This document will describe how libpdf++ generate a PDF file, the PDF file structure and my interpretation of the PDF specification.
Generally, the tokens in a PDF file are arranged into lines. Lines are separated by the new line character. Either carriage return (0x0d) and line feed (0x0a) can be used as line separator, or both. PDF files can also contain binary data, but normally only in stream objects, which will be explained later.
A PDF file is made up of four parts:
The second line is a 4 byte comments. It is recommended by the PDF specifiction to ensure the file is treated as a binary file. In libpdf++, the values of the bytes in FA, CE, BE, AD.
The body of the PDF files contains a sequence of PDF objects. These PDF objects will describe the contents of the document. It is in the format of:
1 0 obj /Type /Page endobj
The above represents an object with ID 1, the content of the object is placed between "1 0 obj" and "endobj". The whole document is made up a sequence of of such objects. The meaning of these PDF objects will be discussed later.
The third part of the file is the cross reference table. The section will store all the offset of PDF objects in the body. In libpdf++, the object of an object is obtained by calling ostream::tellp() before writing the object to the ostream object. As a result, if the ostream object refers to a cout, which is not a regular file, ostream::tellp() will fail. In this case, libpdf++ cannot calculate the object offsets.
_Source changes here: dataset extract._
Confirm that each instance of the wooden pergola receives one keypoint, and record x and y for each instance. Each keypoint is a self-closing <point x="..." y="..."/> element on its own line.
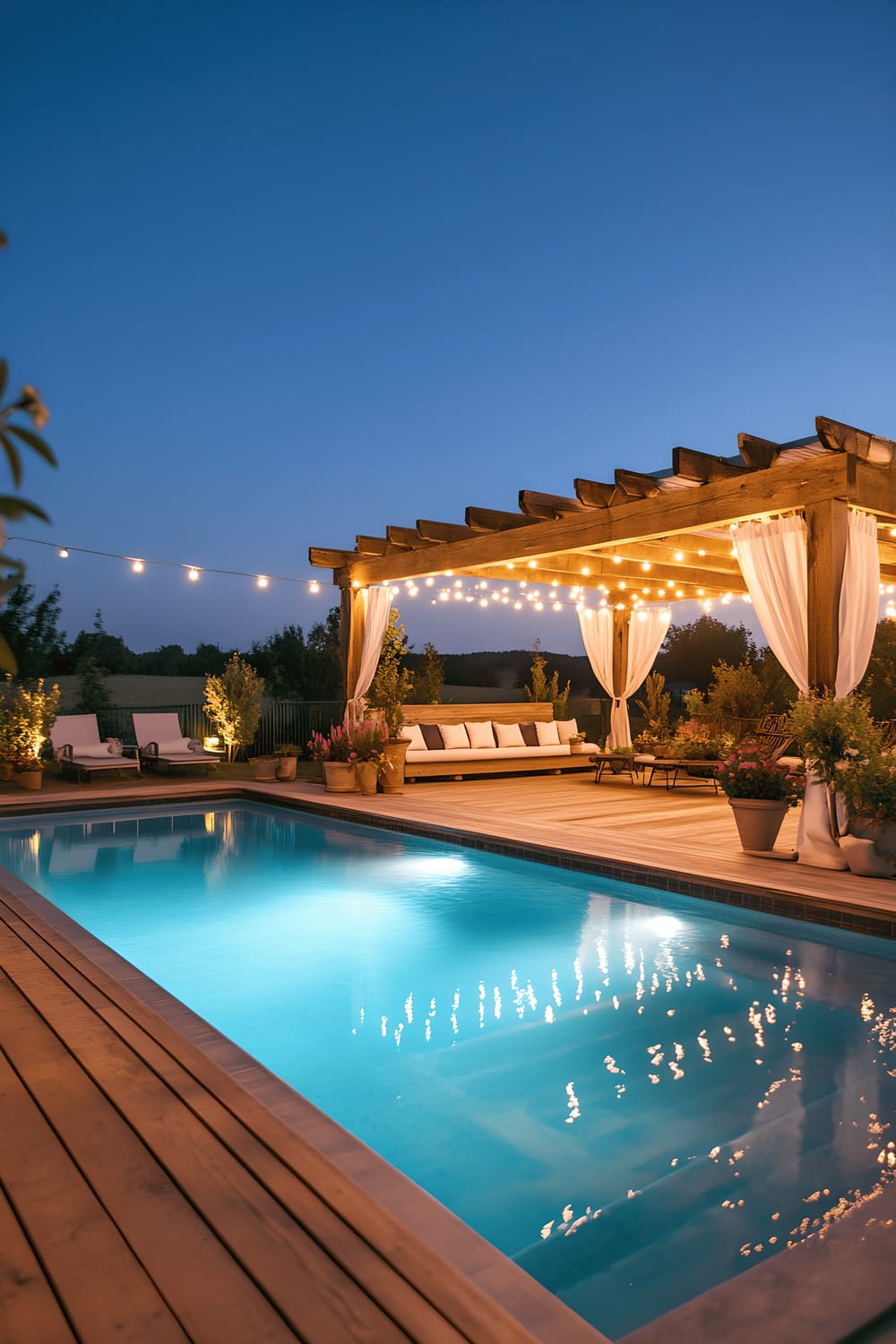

The offset of each PDF object in the PDF file body will appear as a row in the cross reference table like this:
0000000100 00000 n <EOL>
The first column in the table is the offset. It must be 10 digits and padded with zeros. The second row is the generation number. The PDF specification has a good description on it, but I don't quite really understand. In libpdf++ I have hard-coded it to be zero and it works. The third one is an operator, which is hard-coded to 'n' in libpdf++. Please note the there must be a space between the 'n' and the "end of line" (EOL) character, or else the file cannot be parsed.
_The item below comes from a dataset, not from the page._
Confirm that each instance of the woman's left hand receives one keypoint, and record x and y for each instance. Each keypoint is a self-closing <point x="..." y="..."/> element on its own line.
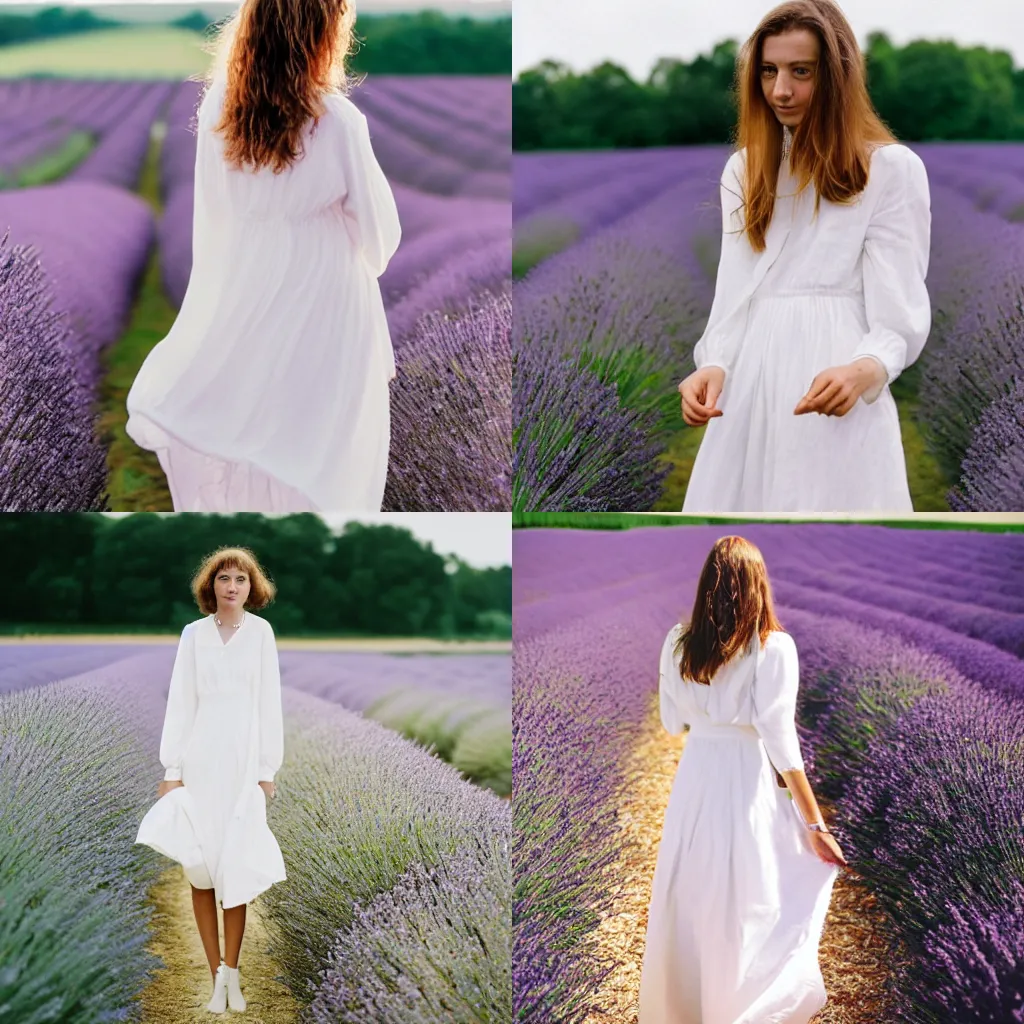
<point x="836" y="390"/>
The fourth part of the file is the trailer. It enables an application reading the file to quickly find the cross-reference table and certain special objects. The format of the trailer is in the form of:
trailer << key1 value1 key2 value2 ... keyn valuen >> startxref Byte_offset_of_last_cross-reference_section %EOF
The key-value pairs specifies the "special objects" in the PDF file. It includes:
Key | Type | Value |
Size | integer | The total number of entries in the file's cross-reference table. |
Root | dictionary | The catalog dictionary for the PDF document contained in the file. |
Info | dictionary | The document's information dictionary. |
In libpdf++, the root and info fields of the trailer is an indirect reference to the catalog and info objects in the PDF file body. Their format will be discuss in the document structure section.